I think that the key point here, that Wade makes far better than I can, is the massive disjunct between what the regulatory regime , based on models that are known to be flawed, says and what the reality actually is.

The regulations say that Chernobyl is off limits. The real world data suggests that apart from the reactor site itself it’s completely safe.

But who wants to be the bureaucrat that says ‘OK you can all go home’ and then someone dies of cancer – from normal causes – and blames it on Chernobyl?

I had testicular cancer. I asked my top of the line oncologist from a top of the line hospital ‘why did I get it?’

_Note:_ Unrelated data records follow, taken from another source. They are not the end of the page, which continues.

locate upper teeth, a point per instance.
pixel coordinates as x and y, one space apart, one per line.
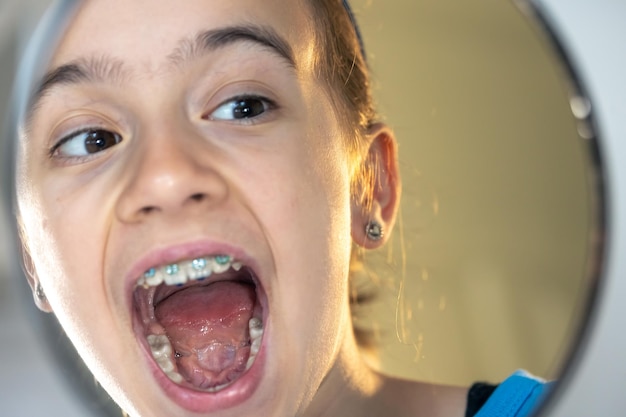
179 273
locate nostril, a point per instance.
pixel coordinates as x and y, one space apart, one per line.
198 197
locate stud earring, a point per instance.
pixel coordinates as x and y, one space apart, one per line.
39 292
373 230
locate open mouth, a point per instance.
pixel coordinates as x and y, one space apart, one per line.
202 320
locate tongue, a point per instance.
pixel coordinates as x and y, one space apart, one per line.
208 328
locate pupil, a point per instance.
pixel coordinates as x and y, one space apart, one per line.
248 108
99 140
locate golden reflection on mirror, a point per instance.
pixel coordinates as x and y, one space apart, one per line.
488 273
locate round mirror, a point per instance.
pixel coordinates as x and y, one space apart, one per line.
497 248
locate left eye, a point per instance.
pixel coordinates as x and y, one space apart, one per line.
241 108
87 142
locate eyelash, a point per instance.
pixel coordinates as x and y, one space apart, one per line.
230 105
243 103
55 151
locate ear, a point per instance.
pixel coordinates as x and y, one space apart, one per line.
31 276
379 187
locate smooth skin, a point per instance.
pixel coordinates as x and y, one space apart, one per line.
177 169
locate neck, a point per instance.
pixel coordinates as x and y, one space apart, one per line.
350 388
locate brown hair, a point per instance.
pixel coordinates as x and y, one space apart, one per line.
343 68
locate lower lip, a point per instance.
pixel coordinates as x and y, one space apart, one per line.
199 402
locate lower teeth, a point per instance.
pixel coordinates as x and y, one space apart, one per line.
162 353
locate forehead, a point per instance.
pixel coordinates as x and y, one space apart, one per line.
146 34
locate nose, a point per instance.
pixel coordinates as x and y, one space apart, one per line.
168 174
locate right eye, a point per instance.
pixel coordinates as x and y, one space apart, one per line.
86 142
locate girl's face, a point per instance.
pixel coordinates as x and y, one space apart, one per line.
191 142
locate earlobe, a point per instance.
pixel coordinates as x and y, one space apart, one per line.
374 209
39 295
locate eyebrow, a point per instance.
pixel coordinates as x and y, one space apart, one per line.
107 70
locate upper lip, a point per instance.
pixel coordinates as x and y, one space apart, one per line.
185 251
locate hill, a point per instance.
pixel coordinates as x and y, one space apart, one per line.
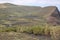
11 15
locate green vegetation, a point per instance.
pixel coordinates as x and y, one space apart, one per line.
53 31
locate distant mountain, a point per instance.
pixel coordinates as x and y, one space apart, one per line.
11 14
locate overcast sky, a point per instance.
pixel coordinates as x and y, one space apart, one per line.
34 2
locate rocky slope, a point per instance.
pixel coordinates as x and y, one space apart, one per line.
11 14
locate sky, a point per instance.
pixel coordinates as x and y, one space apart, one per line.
41 3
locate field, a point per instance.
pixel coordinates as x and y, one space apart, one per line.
40 32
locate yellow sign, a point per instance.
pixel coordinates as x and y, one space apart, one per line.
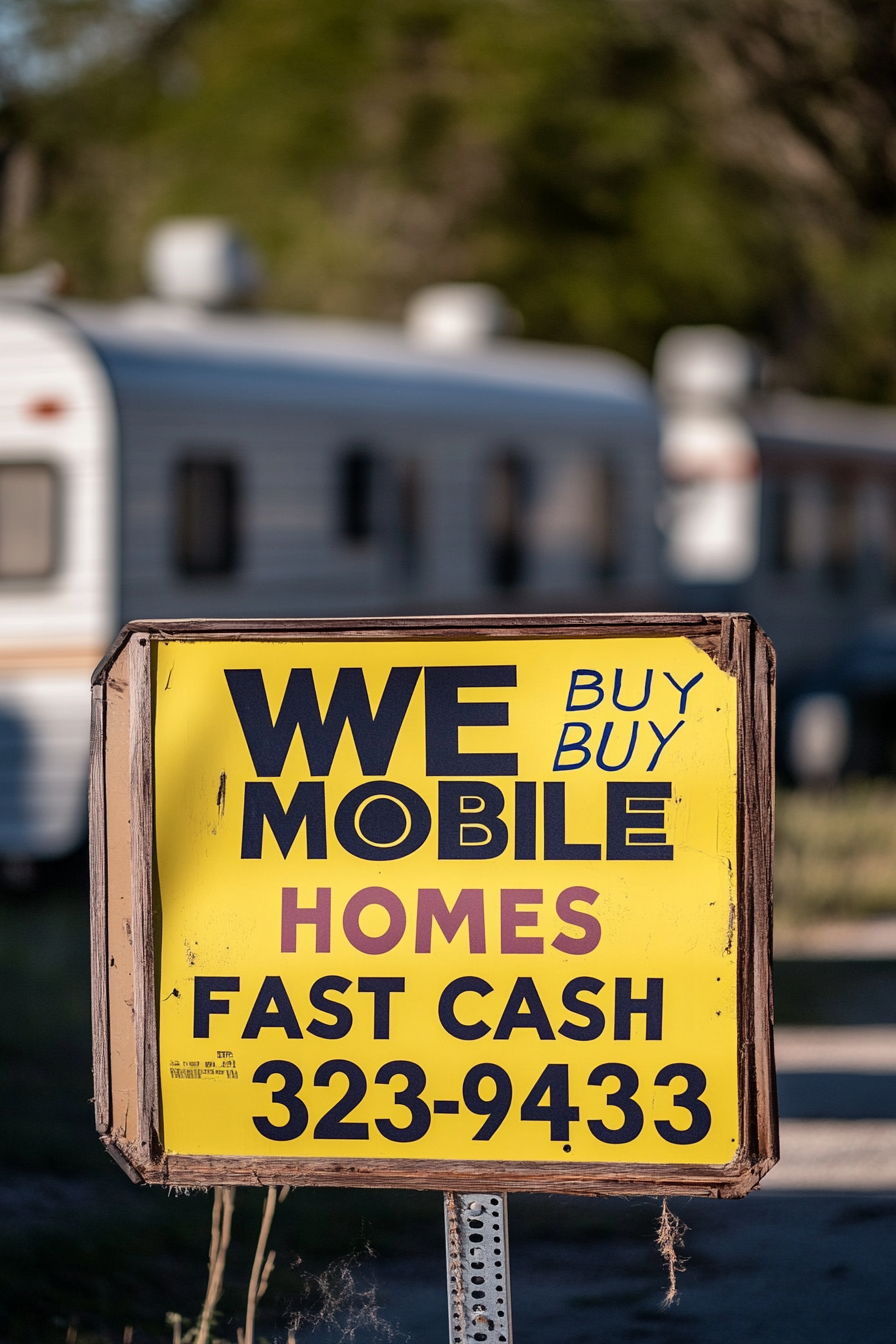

He shrugged his shoulders and said ‘birth control pills in the water supply? agro chemicals? passing cosmic ray? pure bad luck? Your guess is as good as mine….

Reply to  Leo Smith
August 11, 2019 3:32 pm

The major impact of a large doses of high-energy ionizing radiation follows the production of copious radiolyzed water in the body.

The flood of free radicals – mostly hydroxyl radical and hydrogen atoms — massively attacks proteins and tissues. Body systems are widely disrupted. Death typically follows in days to weeks.

Atomik vodka is a great idea. Vodka is a distilled liquor. Carefully done, no radiation ends up in the vodka, even if the originating potatoes (or whatever) are radioactive (apart from C-14).

We had ex-Soviet military (Jewish refugee) in my postdoc lab. Rafi Z introduced the Friday afternoon custom of pouring freezing vodka over a layer of tomato juice. All taken in a 100 mL graduated pyrex beaker. 50 cc of each, carefully measured, layered clear over red. 🙂

The vodka was stored in the freezer. It was good and cold, and poured with a deliberate viscosity that engendered respect.

The ice-cold vodka burned its way down the throat, followed by a soothing flow of tomato juice. Proper protocol included shaking some pepper into the vodka prior to slugging the whole thing back. No sipping.

According to Rafi – the local expert — large-grain Russian pepper adsorbed the oils from cheap vodka, immobilizing and removing them from the taste-stream, and improved the experience. I took his word for it and applied the pepper.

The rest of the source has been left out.